After a second interrupted spring season the autumn term has benefitted accordingly, with the average entry of 106 meaning that statistic remains above the 100-mark for the second consecutive year.

In spite of unseasonably dry ground the number of runners, with an average of 54, came in line with the 2016-2019 autumn comparisons, but it has been in the sales ring that the strongest results have been recorded.

Rich rewards

They have more than highlighted the rich rewards that handlers are receiving for the record-breaking results that former Irish point-to-pointers produced at last season’s Cheltenham Festival.
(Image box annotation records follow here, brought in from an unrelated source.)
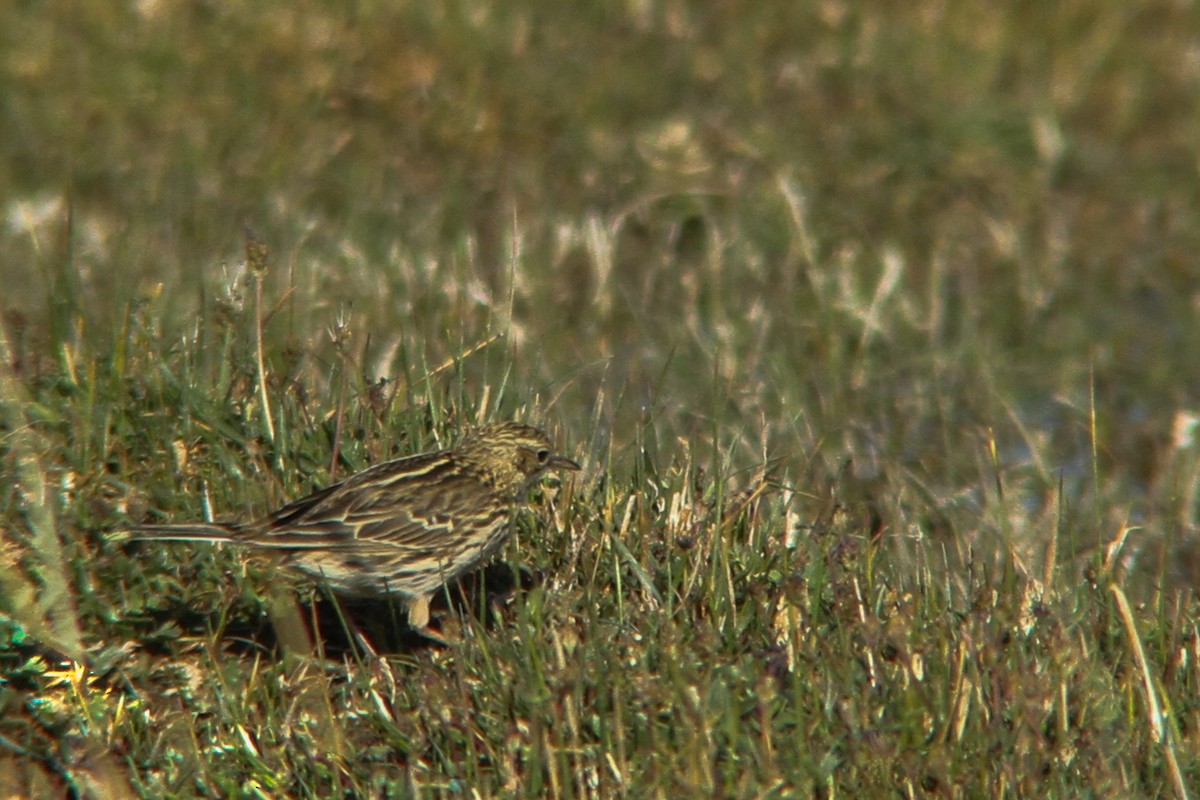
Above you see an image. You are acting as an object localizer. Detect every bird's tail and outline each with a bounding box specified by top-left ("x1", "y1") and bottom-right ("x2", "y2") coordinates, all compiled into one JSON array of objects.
[{"x1": 113, "y1": 522, "x2": 241, "y2": 542}]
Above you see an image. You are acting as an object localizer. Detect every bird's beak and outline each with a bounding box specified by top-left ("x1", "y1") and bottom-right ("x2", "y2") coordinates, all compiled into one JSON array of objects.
[{"x1": 546, "y1": 456, "x2": 580, "y2": 473}]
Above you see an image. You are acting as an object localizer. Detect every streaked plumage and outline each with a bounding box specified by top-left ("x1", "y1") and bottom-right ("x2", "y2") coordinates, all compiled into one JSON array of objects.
[{"x1": 128, "y1": 422, "x2": 580, "y2": 631}]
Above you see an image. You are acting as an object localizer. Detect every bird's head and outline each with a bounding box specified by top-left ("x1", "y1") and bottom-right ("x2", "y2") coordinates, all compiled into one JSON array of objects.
[{"x1": 456, "y1": 422, "x2": 580, "y2": 494}]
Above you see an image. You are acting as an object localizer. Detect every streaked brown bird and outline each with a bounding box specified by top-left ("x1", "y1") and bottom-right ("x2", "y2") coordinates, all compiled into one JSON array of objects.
[{"x1": 126, "y1": 422, "x2": 580, "y2": 633}]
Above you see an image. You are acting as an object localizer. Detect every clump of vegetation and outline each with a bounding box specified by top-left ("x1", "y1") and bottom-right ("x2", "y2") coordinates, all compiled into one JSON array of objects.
[{"x1": 0, "y1": 2, "x2": 1200, "y2": 798}]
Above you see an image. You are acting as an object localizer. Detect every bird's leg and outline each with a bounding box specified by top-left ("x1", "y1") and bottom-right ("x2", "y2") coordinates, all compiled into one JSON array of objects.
[
  {"x1": 408, "y1": 595, "x2": 450, "y2": 646},
  {"x1": 408, "y1": 595, "x2": 430, "y2": 633}
]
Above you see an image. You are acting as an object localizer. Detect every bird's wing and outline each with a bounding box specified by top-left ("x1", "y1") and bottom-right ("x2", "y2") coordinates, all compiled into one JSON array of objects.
[{"x1": 244, "y1": 453, "x2": 509, "y2": 553}]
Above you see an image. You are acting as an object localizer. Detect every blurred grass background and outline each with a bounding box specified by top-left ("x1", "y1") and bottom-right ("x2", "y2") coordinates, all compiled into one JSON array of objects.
[{"x1": 0, "y1": 0, "x2": 1200, "y2": 796}]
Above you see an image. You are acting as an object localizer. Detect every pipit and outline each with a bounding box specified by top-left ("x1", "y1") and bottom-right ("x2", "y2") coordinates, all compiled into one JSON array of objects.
[{"x1": 126, "y1": 422, "x2": 580, "y2": 636}]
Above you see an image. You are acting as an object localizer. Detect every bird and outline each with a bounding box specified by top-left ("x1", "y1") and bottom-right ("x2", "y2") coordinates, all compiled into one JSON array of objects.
[{"x1": 122, "y1": 422, "x2": 580, "y2": 639}]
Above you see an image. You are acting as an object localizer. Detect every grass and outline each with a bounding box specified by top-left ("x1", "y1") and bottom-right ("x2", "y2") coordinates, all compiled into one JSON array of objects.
[{"x1": 0, "y1": 1, "x2": 1200, "y2": 798}]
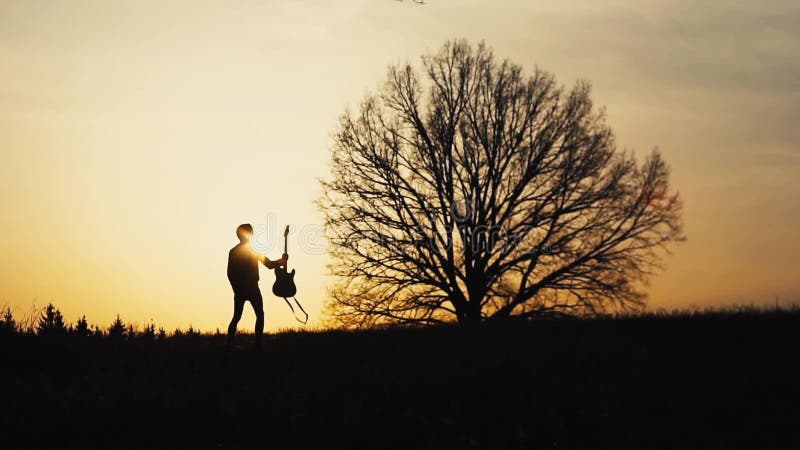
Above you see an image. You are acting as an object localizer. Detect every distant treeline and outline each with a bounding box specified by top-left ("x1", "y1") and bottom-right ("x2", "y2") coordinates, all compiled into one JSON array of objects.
[
  {"x1": 0, "y1": 302, "x2": 206, "y2": 339},
  {"x1": 0, "y1": 302, "x2": 800, "y2": 340}
]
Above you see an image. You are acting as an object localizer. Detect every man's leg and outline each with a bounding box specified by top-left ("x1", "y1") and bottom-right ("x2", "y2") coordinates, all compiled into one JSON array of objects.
[
  {"x1": 227, "y1": 295, "x2": 244, "y2": 345},
  {"x1": 250, "y1": 291, "x2": 264, "y2": 347}
]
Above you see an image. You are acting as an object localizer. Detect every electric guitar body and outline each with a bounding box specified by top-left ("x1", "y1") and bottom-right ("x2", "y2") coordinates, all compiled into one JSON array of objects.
[{"x1": 272, "y1": 225, "x2": 297, "y2": 298}]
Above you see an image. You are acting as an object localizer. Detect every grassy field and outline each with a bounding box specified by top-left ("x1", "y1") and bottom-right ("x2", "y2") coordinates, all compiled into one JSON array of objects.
[{"x1": 0, "y1": 310, "x2": 800, "y2": 449}]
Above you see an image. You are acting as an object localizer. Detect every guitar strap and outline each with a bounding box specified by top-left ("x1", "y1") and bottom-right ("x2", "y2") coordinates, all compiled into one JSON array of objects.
[{"x1": 282, "y1": 297, "x2": 308, "y2": 325}]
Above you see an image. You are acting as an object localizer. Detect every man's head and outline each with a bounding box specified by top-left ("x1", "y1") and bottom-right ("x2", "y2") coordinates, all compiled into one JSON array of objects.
[{"x1": 236, "y1": 223, "x2": 253, "y2": 242}]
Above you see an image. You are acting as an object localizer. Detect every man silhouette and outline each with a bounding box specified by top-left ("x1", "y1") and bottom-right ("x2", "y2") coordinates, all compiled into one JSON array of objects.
[{"x1": 227, "y1": 223, "x2": 289, "y2": 347}]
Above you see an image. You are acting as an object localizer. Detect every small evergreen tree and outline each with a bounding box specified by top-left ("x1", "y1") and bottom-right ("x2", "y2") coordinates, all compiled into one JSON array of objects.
[
  {"x1": 108, "y1": 314, "x2": 125, "y2": 339},
  {"x1": 72, "y1": 315, "x2": 92, "y2": 337},
  {"x1": 0, "y1": 306, "x2": 17, "y2": 333},
  {"x1": 36, "y1": 303, "x2": 67, "y2": 335},
  {"x1": 142, "y1": 320, "x2": 156, "y2": 340}
]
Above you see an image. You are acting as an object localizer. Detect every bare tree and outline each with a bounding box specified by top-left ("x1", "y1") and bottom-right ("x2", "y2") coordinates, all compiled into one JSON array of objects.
[{"x1": 319, "y1": 41, "x2": 684, "y2": 326}]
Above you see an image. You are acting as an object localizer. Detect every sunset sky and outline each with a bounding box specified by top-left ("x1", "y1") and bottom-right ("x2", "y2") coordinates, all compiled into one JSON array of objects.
[{"x1": 0, "y1": 0, "x2": 800, "y2": 330}]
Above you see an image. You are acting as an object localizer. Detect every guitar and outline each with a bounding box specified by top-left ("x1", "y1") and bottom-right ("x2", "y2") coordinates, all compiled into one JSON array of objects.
[{"x1": 272, "y1": 225, "x2": 297, "y2": 299}]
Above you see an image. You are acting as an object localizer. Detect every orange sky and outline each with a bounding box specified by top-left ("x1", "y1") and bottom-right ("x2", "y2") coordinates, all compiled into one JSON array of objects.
[{"x1": 0, "y1": 0, "x2": 800, "y2": 330}]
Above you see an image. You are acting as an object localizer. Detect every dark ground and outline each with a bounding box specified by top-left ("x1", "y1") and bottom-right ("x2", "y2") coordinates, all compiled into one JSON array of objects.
[{"x1": 0, "y1": 312, "x2": 800, "y2": 449}]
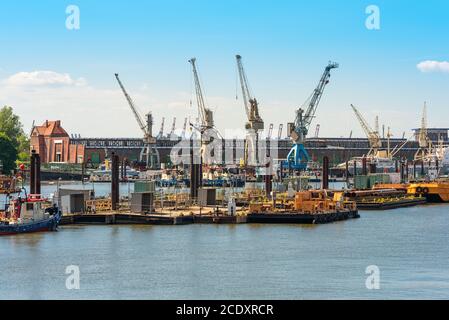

A dominant 13 victories in Prestbury Park last March has certainly cemented the sport’s reputation among owners and handlers as the go-to source of future stars with over £11 million spent on young horses with Irish point-to-point form at public auctions already this season.

The £11.5 million figure follows totals of £8.7 million for the 2020 autumn campaign and £6.1 million a year earlier as the appetite grows.

The records don’t stop there. No fewer than 31 individual horses realised six-figure sums in the sales ring, with 13 of them surpassing the £200,000 mark, and in line with the continued wider focus on mares, it was particularly encouraging to see that it was the the four-year-old filly Deeply Superficial who realised the autumn’s top price when she was sold for £385,000 last week.

With so much uncertainly still surrounding the spring season and the number of opportunities that will be available to owners and handlers, the timing of such a stellar set of figures will not have been lost on them.